Les boucles indiquent où il n'y a pas de complémentarité, où vous voyez une chose linéaire ; il y a une correspondance de base. Donc, c'était la première découverte, et c'est quelque chose de spécifique à un nématode? NON, au cours des vingt dernières années, les gens ont découvert que ce petit ARN est naturellement codé dans le génome, tout comme le génome de C. elegans, et ils régulent la traduction de la grande majorité des ARNm.

L'estimation actuelle est d'environ 30 à 40% de l'ensemble de l'ARNm humain est soumis à une régulation par ces petits ARNm appelés miRNAs, micro-ARN interféron, ou micro-ARN sous peu.
(Référez-vous à la diapositive: 37:10)

Et c'est comme ça qu'ils sont faits ; ils existent généralement dans plusieurs copies répétées en tandem. Une fois transcrites, une nucléase appelée Drosha les nettoie. Ainsi, l'information dans cette boîte provient d'études effectuées sur divers organismes. Le premier exemple provient de C. elegans, c'est-à-dire où il a été découvert pour la première fois, mais les gens ont ensuite travaillé sur le mécanisme en étudiant plusieurs organismes.

Par exemple, Drosha a été découvert chez la drosophile, où ils ont produit des extraits cellulaires et ont fait ces réactions in vitro. Ainsi, ces multiples répétitions sont digérées en unités individuelles dans le noyau par Drosha, et elles sont transportées dans le cytoplasme. Il s'agit de répétitions en épingle à cheveux, et cette épinglette est enlevée par une nucléase cytoplasmique appelée Dicer.
(Référez-vous à la diapositive: 38:07)

Et maintenant vous obtenez les deux brins, et ils sont démis et chargés sur un complexe appelé RISC.
Ce complexe RISC prend l'un des deux brins du miRNA duplex et utilise ce complexe pour identifier la séquence cible, y va, et se lie à la séquence cible. La liaison à la cible peut avoir des conséquences multiples ; l'une d'entre elles est l'ARN clivé, la stabilité est réduite de façon spectaculaire, c'est une, mais vous pouvez avoir diverses conséquences.
(Référez-vous à la diapositive: 38:44)

C'est là, diaporama, nous retournerons à cet exemple. Donc ce miRNP ribonucléoprotéine qui porte la séquence de miRNA peut effectuer n'importe lequel de ces trois ; il pourrait inhiber le complexe d'initiation, une liaison protéique à la capsule de 5'ou il peut empêcher les ribosomes de s'allonger, ou il peut enlever la queue poly-A et réduire la stabilité de l'ARN, ou il pourrait recruter des protéases pour digérer le peptide naissant qui sort.

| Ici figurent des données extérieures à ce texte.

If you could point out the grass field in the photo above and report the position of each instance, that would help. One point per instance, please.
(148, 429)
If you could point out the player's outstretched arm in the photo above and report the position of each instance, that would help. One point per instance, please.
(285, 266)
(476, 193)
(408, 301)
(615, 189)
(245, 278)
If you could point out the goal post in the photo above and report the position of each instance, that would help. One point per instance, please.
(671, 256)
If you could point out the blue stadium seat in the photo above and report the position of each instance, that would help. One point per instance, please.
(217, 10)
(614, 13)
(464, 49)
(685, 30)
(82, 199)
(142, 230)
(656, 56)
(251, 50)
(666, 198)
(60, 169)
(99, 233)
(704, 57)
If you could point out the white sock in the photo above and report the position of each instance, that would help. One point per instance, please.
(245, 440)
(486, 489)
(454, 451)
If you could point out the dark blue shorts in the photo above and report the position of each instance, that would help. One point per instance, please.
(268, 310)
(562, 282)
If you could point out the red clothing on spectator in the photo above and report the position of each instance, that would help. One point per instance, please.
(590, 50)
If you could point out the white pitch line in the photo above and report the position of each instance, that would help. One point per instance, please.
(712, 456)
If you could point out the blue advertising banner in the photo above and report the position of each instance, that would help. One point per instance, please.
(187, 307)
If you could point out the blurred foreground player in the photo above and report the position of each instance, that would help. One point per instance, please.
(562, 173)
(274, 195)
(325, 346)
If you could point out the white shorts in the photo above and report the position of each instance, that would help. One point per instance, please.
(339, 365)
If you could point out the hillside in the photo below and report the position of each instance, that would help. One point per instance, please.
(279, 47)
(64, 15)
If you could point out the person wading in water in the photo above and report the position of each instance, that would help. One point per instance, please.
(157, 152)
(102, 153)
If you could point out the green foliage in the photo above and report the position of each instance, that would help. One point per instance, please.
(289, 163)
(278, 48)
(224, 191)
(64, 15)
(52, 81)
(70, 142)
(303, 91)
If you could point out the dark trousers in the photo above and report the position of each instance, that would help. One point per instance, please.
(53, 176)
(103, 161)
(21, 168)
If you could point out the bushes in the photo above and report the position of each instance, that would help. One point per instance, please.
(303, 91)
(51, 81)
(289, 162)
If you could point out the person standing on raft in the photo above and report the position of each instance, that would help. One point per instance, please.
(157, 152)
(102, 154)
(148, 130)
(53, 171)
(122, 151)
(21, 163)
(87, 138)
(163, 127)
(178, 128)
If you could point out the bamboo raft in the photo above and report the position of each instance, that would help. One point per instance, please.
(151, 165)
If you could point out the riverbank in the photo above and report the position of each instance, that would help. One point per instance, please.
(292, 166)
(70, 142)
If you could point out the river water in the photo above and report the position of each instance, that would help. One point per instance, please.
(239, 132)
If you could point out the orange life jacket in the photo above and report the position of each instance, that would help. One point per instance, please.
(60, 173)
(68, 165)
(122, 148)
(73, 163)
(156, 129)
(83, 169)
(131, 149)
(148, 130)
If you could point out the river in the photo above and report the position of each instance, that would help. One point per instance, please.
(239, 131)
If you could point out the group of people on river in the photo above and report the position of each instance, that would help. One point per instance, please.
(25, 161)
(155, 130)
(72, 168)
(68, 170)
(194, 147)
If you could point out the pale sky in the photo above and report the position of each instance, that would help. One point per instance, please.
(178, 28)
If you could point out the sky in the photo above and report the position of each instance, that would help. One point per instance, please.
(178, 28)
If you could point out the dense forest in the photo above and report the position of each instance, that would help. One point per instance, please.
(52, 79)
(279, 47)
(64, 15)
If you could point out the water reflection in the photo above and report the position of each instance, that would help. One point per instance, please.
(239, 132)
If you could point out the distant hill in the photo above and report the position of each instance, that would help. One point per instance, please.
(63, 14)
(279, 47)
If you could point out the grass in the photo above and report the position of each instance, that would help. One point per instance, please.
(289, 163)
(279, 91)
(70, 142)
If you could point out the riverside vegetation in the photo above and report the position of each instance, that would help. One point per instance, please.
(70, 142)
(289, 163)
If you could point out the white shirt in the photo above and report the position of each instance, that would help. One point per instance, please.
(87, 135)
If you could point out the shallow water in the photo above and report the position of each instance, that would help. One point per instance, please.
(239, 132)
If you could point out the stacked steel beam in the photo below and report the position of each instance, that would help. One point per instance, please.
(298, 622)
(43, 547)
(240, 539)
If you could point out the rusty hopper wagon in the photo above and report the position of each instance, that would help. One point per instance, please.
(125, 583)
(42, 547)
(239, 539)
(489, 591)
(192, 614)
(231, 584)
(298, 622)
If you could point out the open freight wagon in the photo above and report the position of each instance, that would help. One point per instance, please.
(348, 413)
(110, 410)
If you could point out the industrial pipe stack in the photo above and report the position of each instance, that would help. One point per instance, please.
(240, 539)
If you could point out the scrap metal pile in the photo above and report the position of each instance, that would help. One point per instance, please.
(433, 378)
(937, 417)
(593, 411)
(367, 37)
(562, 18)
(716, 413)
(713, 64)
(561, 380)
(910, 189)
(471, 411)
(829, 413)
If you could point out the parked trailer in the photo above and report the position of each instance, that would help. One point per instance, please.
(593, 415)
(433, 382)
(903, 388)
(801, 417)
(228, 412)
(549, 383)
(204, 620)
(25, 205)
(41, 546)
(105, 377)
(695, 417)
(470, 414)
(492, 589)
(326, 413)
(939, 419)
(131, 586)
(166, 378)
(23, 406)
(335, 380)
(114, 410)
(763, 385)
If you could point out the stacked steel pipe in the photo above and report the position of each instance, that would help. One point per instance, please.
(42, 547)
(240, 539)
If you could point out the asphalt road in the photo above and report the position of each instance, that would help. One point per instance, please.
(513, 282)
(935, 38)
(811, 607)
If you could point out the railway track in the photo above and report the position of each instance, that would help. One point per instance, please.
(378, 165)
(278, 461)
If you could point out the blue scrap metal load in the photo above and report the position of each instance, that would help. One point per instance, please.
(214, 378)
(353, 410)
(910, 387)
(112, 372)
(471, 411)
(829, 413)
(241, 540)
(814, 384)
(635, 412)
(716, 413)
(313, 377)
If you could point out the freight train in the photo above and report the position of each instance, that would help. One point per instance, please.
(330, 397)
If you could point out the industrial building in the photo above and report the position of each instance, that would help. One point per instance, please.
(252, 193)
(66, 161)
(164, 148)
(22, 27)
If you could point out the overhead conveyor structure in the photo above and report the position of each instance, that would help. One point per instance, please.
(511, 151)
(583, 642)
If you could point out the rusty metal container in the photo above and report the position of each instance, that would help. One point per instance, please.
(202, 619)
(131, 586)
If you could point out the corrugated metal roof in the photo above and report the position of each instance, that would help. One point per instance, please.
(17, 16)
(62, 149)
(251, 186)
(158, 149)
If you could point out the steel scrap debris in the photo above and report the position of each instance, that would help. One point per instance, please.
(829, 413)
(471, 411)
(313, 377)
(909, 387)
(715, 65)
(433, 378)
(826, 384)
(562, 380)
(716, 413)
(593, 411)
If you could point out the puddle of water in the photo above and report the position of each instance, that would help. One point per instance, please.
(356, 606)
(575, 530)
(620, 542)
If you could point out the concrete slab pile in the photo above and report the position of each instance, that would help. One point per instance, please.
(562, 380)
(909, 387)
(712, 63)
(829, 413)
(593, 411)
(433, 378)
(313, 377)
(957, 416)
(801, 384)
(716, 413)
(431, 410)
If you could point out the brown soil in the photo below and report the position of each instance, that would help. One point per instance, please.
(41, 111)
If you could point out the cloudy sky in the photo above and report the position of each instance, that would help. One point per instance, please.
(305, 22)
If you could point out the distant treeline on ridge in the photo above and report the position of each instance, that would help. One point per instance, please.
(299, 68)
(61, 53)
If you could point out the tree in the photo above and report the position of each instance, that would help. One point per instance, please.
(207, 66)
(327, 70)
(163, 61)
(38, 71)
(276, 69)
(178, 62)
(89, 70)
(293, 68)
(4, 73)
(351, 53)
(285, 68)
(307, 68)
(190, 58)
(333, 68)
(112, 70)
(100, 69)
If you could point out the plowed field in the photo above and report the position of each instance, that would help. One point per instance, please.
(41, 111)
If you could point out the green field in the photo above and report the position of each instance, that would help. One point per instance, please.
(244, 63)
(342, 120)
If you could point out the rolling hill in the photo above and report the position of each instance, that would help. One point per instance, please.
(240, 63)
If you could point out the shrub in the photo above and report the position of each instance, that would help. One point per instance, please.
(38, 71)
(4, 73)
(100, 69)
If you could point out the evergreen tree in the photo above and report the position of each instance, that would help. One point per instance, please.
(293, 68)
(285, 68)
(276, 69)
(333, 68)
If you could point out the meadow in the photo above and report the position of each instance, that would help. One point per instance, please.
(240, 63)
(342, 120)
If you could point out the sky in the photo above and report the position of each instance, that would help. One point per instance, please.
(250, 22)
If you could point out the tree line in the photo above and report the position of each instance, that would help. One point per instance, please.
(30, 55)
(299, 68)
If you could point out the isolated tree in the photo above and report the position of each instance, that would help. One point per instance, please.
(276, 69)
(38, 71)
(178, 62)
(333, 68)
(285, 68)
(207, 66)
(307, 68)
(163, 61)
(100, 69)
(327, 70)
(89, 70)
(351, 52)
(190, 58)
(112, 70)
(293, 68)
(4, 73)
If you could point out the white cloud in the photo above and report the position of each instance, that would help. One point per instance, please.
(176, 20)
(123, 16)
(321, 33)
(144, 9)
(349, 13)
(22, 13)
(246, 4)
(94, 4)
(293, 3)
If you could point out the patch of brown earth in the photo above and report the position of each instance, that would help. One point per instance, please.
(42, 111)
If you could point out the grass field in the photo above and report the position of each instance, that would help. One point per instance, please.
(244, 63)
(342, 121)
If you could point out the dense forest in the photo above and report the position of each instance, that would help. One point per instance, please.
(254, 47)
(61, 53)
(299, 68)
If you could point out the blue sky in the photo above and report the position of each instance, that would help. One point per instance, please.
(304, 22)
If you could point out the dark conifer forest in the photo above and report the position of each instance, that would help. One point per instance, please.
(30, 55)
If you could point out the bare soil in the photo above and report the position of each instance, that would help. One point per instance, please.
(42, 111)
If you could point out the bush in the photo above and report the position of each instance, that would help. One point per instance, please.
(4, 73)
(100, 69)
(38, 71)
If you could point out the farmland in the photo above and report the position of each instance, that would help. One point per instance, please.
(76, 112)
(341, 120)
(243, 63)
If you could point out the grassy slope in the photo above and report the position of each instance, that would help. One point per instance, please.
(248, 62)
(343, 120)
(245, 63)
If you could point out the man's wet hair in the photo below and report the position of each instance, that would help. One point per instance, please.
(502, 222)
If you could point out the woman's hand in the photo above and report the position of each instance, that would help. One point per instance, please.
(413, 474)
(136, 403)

Les trois mécanismes ont été observés avec des exemples spécifiques. Nous verrons donc dans quelle mesure elle compte dans le contexte des mammifères.
(Référez-vous à la diapositive: 39:35)

Ainsi, durant le développement de différents types de lymphocytes, la cellule précurseur lymphoïde a une faible abondance de miR181. Donc, vous obtenez à la fois des lymphocytes B et des lymphocytes T. Les cellules B expriment le miR181 en plus grande abondance que le précurseur. Mais si vous présentez artificiellement une grande quantité de miR181, dans cette cellule précurseur, elle finira par produire la grande majorité des lymphocytes B et non des lymphocytes T.
Ainsi, vous faites plus de lymphocytes B au détriment des lymphocytes T, de sorte que ceux-ci ont des conséquences évidentes sur le développement chez plusieurs organismes. Donc, chaque type de cellule va avoir un ensemble spécifique de produits géniques, pas d'information génétique, et par conséquent, son sort va être différent.